Pickens — a long-time proponent of natural gas — recently dumped his holdings with Chesapeake Bay Energy, a producer of natural gas, stating that “natural gas has been a disaster.”
The Obama campaign’s website added “clean coal” to the president’s energy objectives in early May after House Republicans cited the natural resource’s absence from the president’s list as further proof of the president’s “war on coal.” A recent video by American Coalition for Clean Coal Electricity (ACCCE), a coalition promoting coal-fueled electricity, drew attention to Obama’s backing of clean coal only during the campaign season.
The impact of the EPA’s regulation of coal production is more than a political action tied to campaign dollars. Stricter environmental regulation has already begun to adversely impact the economies of states like Pennsylvania and Ohio. GenOn Energy Inc. — a Houston-based energy company with conventional coal plants in Pennsylvania, Ohio and New Jersey — announced earlier this year that it would be closing eight plants in the region between 2012 and 2015.
Jerry Tittle, director of the Sierra Club of New Jersey, called the plant closings a “victory for our lungs.” A study by the American Lung Association linked airborne toxins from car exhaust to increased rates of asthma in children and adults. A recent Sierra Club study went a step further to suggest that emissions from coal plants are also at fault for asthma. For Obama, however, the smell of victory has been less than sweet.
States in America’s coal country have already responded harshly against the president, contributing to his dismal performance against a convicted felon in the West Virginia Democratic Primary and “uncommitted” in the Kentucky Democratic Primary.

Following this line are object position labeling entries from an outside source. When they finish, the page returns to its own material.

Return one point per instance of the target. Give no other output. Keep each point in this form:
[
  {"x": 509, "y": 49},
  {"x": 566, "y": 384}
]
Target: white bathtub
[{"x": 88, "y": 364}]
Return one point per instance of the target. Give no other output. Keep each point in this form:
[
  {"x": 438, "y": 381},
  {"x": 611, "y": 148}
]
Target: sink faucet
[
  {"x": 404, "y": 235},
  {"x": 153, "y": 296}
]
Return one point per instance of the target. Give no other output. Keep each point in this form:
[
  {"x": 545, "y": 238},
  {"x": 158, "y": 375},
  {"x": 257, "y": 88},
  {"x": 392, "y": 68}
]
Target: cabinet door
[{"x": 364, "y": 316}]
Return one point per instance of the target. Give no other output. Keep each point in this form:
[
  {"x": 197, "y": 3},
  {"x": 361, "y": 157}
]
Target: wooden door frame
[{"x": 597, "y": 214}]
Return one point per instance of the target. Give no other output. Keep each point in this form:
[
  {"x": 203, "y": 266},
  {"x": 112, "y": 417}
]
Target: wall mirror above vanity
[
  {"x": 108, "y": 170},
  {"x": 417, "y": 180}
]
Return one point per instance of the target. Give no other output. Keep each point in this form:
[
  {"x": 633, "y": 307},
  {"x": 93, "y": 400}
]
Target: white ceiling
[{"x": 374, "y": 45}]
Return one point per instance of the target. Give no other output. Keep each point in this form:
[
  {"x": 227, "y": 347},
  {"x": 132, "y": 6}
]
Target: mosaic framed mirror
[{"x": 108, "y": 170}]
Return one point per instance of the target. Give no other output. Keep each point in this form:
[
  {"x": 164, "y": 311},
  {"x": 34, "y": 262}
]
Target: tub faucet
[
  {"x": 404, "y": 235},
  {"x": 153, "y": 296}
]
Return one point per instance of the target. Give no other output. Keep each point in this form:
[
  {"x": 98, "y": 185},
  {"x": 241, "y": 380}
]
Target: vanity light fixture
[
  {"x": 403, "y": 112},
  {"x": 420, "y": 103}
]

Avon Lake, Ohio City Councilman Rob James was featured in a separate ACCCE video speaking about the negative impact EPA regulations are having on local economies.
“In Ohio alone, nine other power plants have announced that they will close, representing a loss of 5,870 megawatts,” James said.
“Additional losses will also be felt outside of Ohio,” James added. “In each of these communities, and all the other locations where plants are closing, it will be harder to pay for the schools, hospitals and basic services that will keep communities vibrant and healthy.”